Berl Broder (1817–1868), born Berl Margulis, was a Ukrainian Jew born in Podkamen, the most famous of the Broder singers (19th century Jewish singers comparable to the troubadours or Minnesänger) and reputed the first to be both a singer and an actor. His nickname is the origin of the term Broder singer. Thirty of his songs survive; of these, 24 are in the form of dialogues, usually between craftsmen such as tailors or shoemakers; his songs are seen as a precursor to Yiddish theater.

His childhood was taken up with religious studies at home, until his father's death when he was 16. A handsome, bright young man with a good voice, he taught himself the violin. He worked briefly as a brushmaker; his co-workers became his first audience, calling him "Berl der vertlzoger" - a man who always had a rhyme or a proverb. It was after he married, at the age of 25, that his predilection towards writing and singing emerged.
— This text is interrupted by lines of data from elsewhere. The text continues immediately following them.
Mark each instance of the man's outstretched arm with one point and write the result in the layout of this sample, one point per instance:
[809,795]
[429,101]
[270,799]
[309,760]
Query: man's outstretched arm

From some time in his late teens or early twenties, he headed on the road as an itinerant performer, along with two other singers, one of whom was also a tailor who made costumes for the troupe. It is believed that many of his songs were improvised on the spot; only thirty survive in written form. In 1857, when economic crisis hit Brody, he created the Broder-singer troupe and left for Russia. His first book of poetry was published in 1860 in Pressburg, the second in Lemberg, and the third (1882) in Warsaw. He composed a tremendous number of songs and couplets which were never published, and would challenge his partners and competitors to rhyming duels, himself generally emerging the victor.

After leaving Brody, he never settled in any one place; he was also known as a heavy drinker. He lived his last years in poverty. Zalmen Zylbercweig cites conflicting accounts of his last years: his son claimed he died in 1868 in Carlsbad, while a contemporary claimed he died in 1888 in Pliyeshtsh (Ploieşti, Romania), a small town near Bucharest.